Alcoa Files 8K – Changes Exec Mgmt >AA

Alcoa Inc. (AA) filed a Form 8K – Changes in Company Executive Management – with the U.S Securities and Exchange Commission on August 03, 2016.

(e) Effective August 1, 2016, in connection with the previously announced plan of Alcoa Inc. (“Alcoa”) to separate into two stand-alone, publicly traded companies, Alcoa USA Corp., an indirect wholly owned subsidiary of Alcoa, adopted (i) the Alcoa USA Corp. Nonqualified Supplemental Retirement Plan C (“Alcoa USA Corp. Plan C”), the terms of which are, in all material respects, the same as the terms of the Alcoa Inc. Employees’ Excess Benefits Plan C, as amended (“Alcoa Plan C”), which are set forth in the plan documents referenced below and (ii) the Alcoa USA Corp. Deferred Compensation Plan (the “Alcoa USA Corp. DCP”) the terms of which are, in all material respects, the same as the terms of the Alcoa Inc. Deferred Compensation Plan, as amended (the “Alcoa DCP”), which are set forth in the plan documents referenced below. Effective August 1, 2016, William F. Oplinger, Executive Vice President and Chief Financial Officer of Alcoa, Roy C. Harvey, Executive Vice President and Group President, Global Primary Products, of Alcoa, and Robert G. Wilt, former Executive Vice President and Group President, Global Primary Products, of Alcoa, ceased participation in Alcoa Plan C and commenced participation in Alcoa USA Corp. Plan C. In addition, effective August 1, 2016, Mr. Oplinger ceased participation in the Alcoa DCP and commenced participation in the Alcoa USA Corp. DCP, and Mr. Harvey ceased being eligible for participation in the Alcoa DCP and became eligible for participation in the Alcoa USA Corp. DCP. Mr. Wilt was previously eligible for participation in the Alcoa DCP but is not eligible for future participation in the Alcoa USA Corp. DCP due to his previously announced separation from service with Alcoa, which became effective on August 1, 2016.

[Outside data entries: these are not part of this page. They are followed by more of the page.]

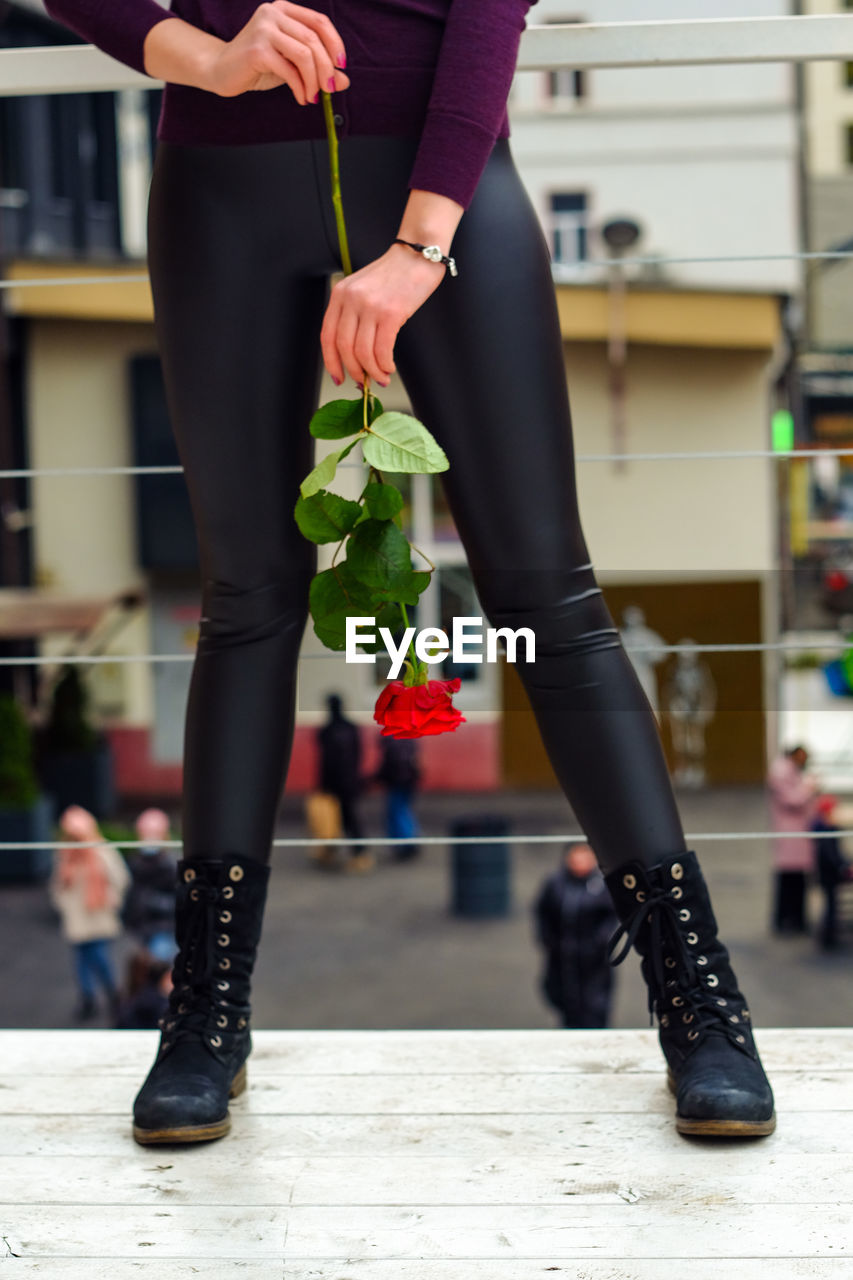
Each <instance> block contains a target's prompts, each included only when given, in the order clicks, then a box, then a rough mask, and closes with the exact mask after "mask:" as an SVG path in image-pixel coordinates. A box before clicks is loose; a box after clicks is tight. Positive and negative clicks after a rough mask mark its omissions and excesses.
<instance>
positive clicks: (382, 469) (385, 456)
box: [364, 411, 450, 475]
mask: <svg viewBox="0 0 853 1280" xmlns="http://www.w3.org/2000/svg"><path fill="white" fill-rule="evenodd" d="M364 456H365V461H366V462H369V463H370V466H373V467H375V468H377V471H406V472H410V474H416V475H428V474H430V472H434V471H447V468H448V467H450V462H448V461H447V454H446V453H444V451H443V449H442V447H441V445H439V444H438V442H437V440H435V439H434V436H433V435H430V433H429V431H428V430H427V428H425V426H424V424H423V422H419V421H418V419H415V417H410V415H409V413H396V412H393V411H392V412H388V413H380V415H379V417H378V419H377V420H375V422H371V424H370V430H369V433H368V434H366V436H365V440H364Z"/></svg>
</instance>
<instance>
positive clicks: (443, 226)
mask: <svg viewBox="0 0 853 1280" xmlns="http://www.w3.org/2000/svg"><path fill="white" fill-rule="evenodd" d="M464 211H465V210H464V209H462V206H461V205H457V204H456V201H455V200H450V198H448V197H447V196H439V195H437V193H434V192H432V191H410V192H409V200H407V202H406V209H405V211H403V218H402V221H401V224H400V230H398V232H397V234H398V236H400V238H401V239H406V241H411V242H414V243H416V244H441V246H442V252H443V253H450V243H451V241H452V239H453V234H455V232H456V228H457V227H459V221H460V219H461V216H462V214H464ZM446 270H447V269H446V268H444V266H443V265H442V264H441V262H430V261H429V260H428V259H425V257H424V256H423V255H421V253H416V252H415V251H414V250H411V248H409V246H407V244H392V246H391V247H389V248H388V250H386V252H384V253H383V255H382V257H378V259H375V261H373V262H370V264H369V265H368V266H365V268H362V269H361V270H360V271H355V273H353V274H352V275H347V276H346V278H345V279H343V280H339V282H338V284H336V285H334V288H333V289H332V298H330V300H329V306H328V307H327V312H325V319H324V321H323V332H321V334H320V342H321V344H323V360H324V364H325V367H327V369H328V371H329V376H330V378H332V380H333V381H334V383H337V385H338V387H339V385H341V383H342V381H343V378H345V375H346V374H350V376H351V378H352V379H353V380H355V381H356V383H359V384H361V383H364V379H365V376H366V378H371V379H373V380H374V381H375V383H379V385H380V387H387V385H388V379H389V378H391V375H392V374H393V372H394V369H396V366H394V342H396V340H397V334H398V333H400V330H401V329H402V326H403V325H405V323H406V320H409V317H410V316H412V315H414V314H415V311H416V310H418V308H419V307H420V306H423V305H424V302H425V301H427V298H428V297H429V296H430V293H434V292H435V289H437V288H438V285H439V284H441V283H442V280H443V279H444V274H446ZM450 288H452V284H451V285H450Z"/></svg>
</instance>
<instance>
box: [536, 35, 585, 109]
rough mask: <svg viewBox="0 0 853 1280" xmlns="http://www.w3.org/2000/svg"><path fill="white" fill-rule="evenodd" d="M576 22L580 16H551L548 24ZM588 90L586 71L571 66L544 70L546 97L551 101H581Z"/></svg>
mask: <svg viewBox="0 0 853 1280" xmlns="http://www.w3.org/2000/svg"><path fill="white" fill-rule="evenodd" d="M576 22H580V18H551V19H549V20H548V26H549V27H555V26H561V27H565V26H567V24H570V23H576ZM588 92H589V81H588V76H587V72H579V70H574V69H573V68H571V67H560V68H557V69H556V70H552V72H546V97H547V99H548V101H551V102H583V101H584V99H585V97H587V96H588Z"/></svg>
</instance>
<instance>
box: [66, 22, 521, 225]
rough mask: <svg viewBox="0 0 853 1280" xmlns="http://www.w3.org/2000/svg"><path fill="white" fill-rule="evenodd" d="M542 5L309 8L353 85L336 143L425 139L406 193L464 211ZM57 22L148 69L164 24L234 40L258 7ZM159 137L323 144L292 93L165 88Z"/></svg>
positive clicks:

The terms of Alcoa Plan C are set forth in the plan documents included as Exhibits 10(q), 10(q)(1), 10(q)(2), 10(q)(3), 10(q)(4) and 10(q)(5) to Alcoa’s Annual Report on Form 10-K for the fiscal year ended December 31, 2015 filed with the Securities and Exchange Commission on February 19, 2016 (the “2015 Form 10-K”) and the terms of the Alcoa DCP are set forth in the plan documents included as Exhibits 10(w), 10(w)(1), 10(w)(2), 10(w)(3), 10(w)(4), 10(w)(5), 10(w)(6), 10(w)(7), 10(w)(8), 10(w)(9), 10(w)(10), 10(w)(11), 10(w)(12), and 10(w)(13) to the 2015 Form 10-K.

The full text of this SEC filing can be retrieved at: http://www.sec.gov/Archives/edgar/data/4281/000119312516670161/d236404d8k.htm

Any exhibits and associated documents for this SEC filing can be retrieved at: http://www.sec.gov/Archives/edgar/data/4281/000119312516670161/0001193125-16-670161-index.htm

Public companies must file a Form 8-K, or current report, with the SEC generally within four days of any event that could materially affect a company’s financial position or the value of its shares.